# Owl Houses



## swampswede (Jun 6, 2010)

As cabin fever kicks in to overdrive, I have been scouring PInterest among other sites for ideas and insight on placing an owl house (or two) in my yard as we head in to spring. I live in what I consider decent habitat for barred owls in particular. Has any of you had experiences with owl houses that you could share ? Thanks


----------



## eucman (Jan 24, 2009)

Our experience with owls here involves screech owls using my wood duck nest boxes during the winter. Really inconsistant use; some days in one and some days the other. (two boxes are visible from the house) Other days no owls around....for week or so.

Use standard wood duck box plans. Not sure about use by other species of owls. Barred would require a whopper of a box.


----------



## CaseBones (Jan 28, 2010)

Funny, I was looking up plans for a cardinal box today, and came across this site. There is some good info and a nice free Ebook in pdf format with dimensions and plans for multiple types of boxes. It lists box sizes and mounting height. Personally, I quickly forgot about the cardinal and began wondering how to attract kestrels- there's a box plan for them too.

http://www.thebirdersreport.com/resources/nest-box-birdhouse-plans


----------



## swampswede (Jun 6, 2010)

Thanks to both of you for your advice !


----------



## eucman (Jan 24, 2009)

CaseBones said:


> Funny, I was looking up plans for a cardinal box today, and came across this site. There is some good info and a nice free Ebook in pdf format with dimensions and plans for multiple types of boxes. It lists box sizes and mounting height. Personally, I quickly forgot about the cardinal and began wondering how to attract kestrels- there's a box plan for them too.
> 
> http://www.thebirdersreport.com/resources/nest-box-birdhouse-plans


We had kestrels in the boxes years ago. Our property has become a bit too brushy for their tastes. Also, they seemed to like the box higher up the tree. The ducks and owls will use it when mounted low enough to access with a small step ladder. That makes it a lot easier to maintain.

Mount on a pole with a predator guard to keep ***** and squirrels out.
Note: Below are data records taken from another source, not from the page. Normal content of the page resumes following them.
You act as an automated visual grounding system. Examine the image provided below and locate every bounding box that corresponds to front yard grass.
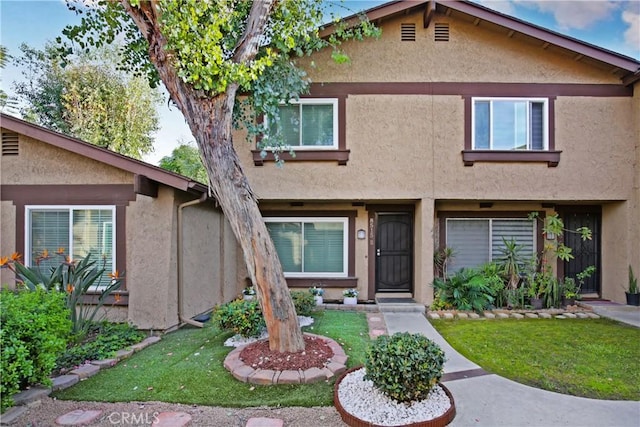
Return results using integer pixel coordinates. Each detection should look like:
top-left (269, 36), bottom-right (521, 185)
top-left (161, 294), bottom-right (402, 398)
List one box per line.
top-left (54, 311), bottom-right (370, 408)
top-left (431, 319), bottom-right (640, 400)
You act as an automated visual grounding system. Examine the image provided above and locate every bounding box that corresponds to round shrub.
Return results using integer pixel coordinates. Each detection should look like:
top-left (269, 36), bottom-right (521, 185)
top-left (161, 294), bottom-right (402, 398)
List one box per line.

Starlings require the pellet gun treatment.


----------



## wintrrun (Jun 11, 2008)

eucman said:


> Our experience with owls here involves screech owls using my wood duck nest boxes during the winter. Really inconsistant use; some days in one and some days the other. (two boxes are visible from the house) Other days no owls around....for week or so.
> 
> Use standard wood duck box plans. Not sure about use by other species of owls. Barred would require a whopper of a box.


Thanks Eucman for the insight.
We have a couple resident ESO's that are currently nesting in a neighbors wood stove pipe on the side of his garage.
He's planning on tearing that garage down when the weather starts to turn and this thread reminded me of some possible alternatives to keeping the owls in the neighborhood.


----------